[Free Lance-Star] Riverside lets loose the Broadway classic 'La Cage aux Folles'
Remember “The Birdcage”?
The 1996 instant-classic-of-a-flick, starring Robin Williams and Gene Hackman, left audiences in tears—both laughing and reflecting on love in its many forms.
Now the musical version of this wonderful story is making its way to the ’Burg. “La Cage aux Folles” owns the Riverside Center for the Performing Arts stage through early March.
“You’ll definitely walk away from this one saying, ‘boy, wasn’t that entertaining?’” said Patrick A’Hearn, producing artistic director at Riverside. “Get ready to laugh like you’ve never laughed before and leave with such a warm feeling.”
The “La Cage” story zooms in on the flamboyantly gay couple of Georges and Albin. Georges is the owner of the La Cage aux Folles nightclub where his “wife,” Albin, is the star drag performer. Drama ensues when Georges’ son, Jean-Michel, gets engaged and he and Albin must meet the ultra-conservative parents of his fiancée.
It’s a hilarious tale of acceptance that has taken many forms throughout the years. Based on a play by Jean Poiret, the Harvey Fierstein musical with lyrics and music by Jerry Herman first hit Broadway in 1983, where it took home the Tony Award for Best Musical. It was revived in 2004 and 2010, when it took home the Tony for Best Revival of a Musical both times.
The Riverside production is based on the 2010 version, which comprises a tighter cast of 16. Directing the show is Riverside veteran, Patti D’Beck.
“I saw the original production in 1983. I loved the show, and I love the score,” said D’Beck, a Richmond resident. “When [A’Hearn] asked me to do it, I got so excited and got goosebumps over and over again just listening to the music. It’s also a timely show, talking about what may feel to some as a unique family situation.”
The show celebrates human uniqueness and differences in a tasteful, nonsalacious and artistic way. The set itself, designed by Ron Keller, resembles a Vegas-esque club, with dashing curtains, LED lights and a gorgeous light-up staircase. To add to the vibe, all guest tables are candlelit, and you may see an actor or two mingle with the crowd throughout.
While following the 2010 revival closely, D’Beck certainly adds some flair in a few spots.
“The choreography of the show was one of the most important things,” she said. “What Arthur Laurents did in the original show was magnificent. An example, when the audience sees Albin getting dressed and made up, this is sometimes done behind a dressing screen. Here, you see the actor without makeup, putting on his makeup and jewelry and you get to really experience that transformation. You have more understanding of what it takes to make that happen.”
Connecticut-based actor Christopher Sanders plays opposite Gabe Belyeu’s Albin as Georges. This marks Sanders’ first show at Riverside and first time in “La Cage.”
“I’ve always heard wonderful things about Riverside, and as a baritone in his early 50s, there are only so many roles for people my age and type,” he said. “I always appreciate a challenge and it has been nothing but wonderful to be here.”
Sanders has traveled the country, performing as Don Quixote in “Man of La Mancha” in Florida, Claude Frollo in “Hunchback of Notre Dame” in Texas and as Emile de Becque in “South Pacific” in Tennessee.

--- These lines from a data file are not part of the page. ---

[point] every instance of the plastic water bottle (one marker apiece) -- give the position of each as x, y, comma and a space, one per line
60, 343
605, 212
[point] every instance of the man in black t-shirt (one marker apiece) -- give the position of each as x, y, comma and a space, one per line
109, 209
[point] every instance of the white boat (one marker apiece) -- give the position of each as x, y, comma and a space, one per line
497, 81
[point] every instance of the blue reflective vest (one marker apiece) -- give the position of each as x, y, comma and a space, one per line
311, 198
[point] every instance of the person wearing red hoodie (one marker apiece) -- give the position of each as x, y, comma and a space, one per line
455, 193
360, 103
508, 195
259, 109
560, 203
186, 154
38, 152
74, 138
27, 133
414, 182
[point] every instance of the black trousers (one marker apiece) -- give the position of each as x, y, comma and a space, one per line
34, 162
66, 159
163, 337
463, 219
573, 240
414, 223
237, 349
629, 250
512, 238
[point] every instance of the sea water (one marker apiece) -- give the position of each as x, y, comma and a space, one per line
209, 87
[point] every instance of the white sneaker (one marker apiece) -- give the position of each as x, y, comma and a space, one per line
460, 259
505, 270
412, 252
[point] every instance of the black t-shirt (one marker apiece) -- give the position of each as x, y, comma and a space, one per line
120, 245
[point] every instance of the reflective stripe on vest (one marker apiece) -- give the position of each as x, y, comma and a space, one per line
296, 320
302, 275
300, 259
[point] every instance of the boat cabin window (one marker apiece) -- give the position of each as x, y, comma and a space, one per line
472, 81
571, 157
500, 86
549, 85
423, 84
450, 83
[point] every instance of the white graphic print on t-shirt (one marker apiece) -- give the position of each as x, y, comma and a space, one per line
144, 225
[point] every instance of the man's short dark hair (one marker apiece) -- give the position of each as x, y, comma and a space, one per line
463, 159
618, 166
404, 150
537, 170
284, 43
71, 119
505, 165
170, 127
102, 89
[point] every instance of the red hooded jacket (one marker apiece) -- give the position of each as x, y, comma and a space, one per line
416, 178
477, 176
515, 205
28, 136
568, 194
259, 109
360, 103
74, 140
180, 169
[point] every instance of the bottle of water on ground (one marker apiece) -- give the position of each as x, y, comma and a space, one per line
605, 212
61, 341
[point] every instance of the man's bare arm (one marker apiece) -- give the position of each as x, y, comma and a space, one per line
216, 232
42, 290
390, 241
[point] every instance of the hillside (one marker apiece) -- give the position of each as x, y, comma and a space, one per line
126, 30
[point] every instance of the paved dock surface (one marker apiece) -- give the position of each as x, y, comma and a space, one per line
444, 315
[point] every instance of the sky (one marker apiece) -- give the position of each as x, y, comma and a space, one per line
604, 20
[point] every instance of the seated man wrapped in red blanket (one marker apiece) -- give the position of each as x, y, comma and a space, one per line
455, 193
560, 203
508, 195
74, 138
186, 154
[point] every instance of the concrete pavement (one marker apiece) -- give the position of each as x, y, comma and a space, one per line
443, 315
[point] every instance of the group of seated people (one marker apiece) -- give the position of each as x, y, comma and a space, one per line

Amid his experiences, Riverside sticks out both from an actor’s and audience member’s perspective.
“As far as theaters, everything is state-of-the-art,” said Sanders. “And to have a live orchestra performing with you here ... It’s just so rare at theaters these days. When you are singing to a track, it doesn’t always give you the freedom to take a breath or pause. If for some reason we want to hold a note longer, [music director and conductor Garrett Jones] just gets it.”
In addition to the tunes and glamour this show brings, all involved hope its message shines through on equal grounds.
“The show is a window into other people in the world... how people love and what’s important to them,” said D’Beck. “At the end of the day, we are all similar with similar wants. We want to be loved and we want to have a connection to someone.”
Jesse Scott is a freelance writer and Fredericksburg native.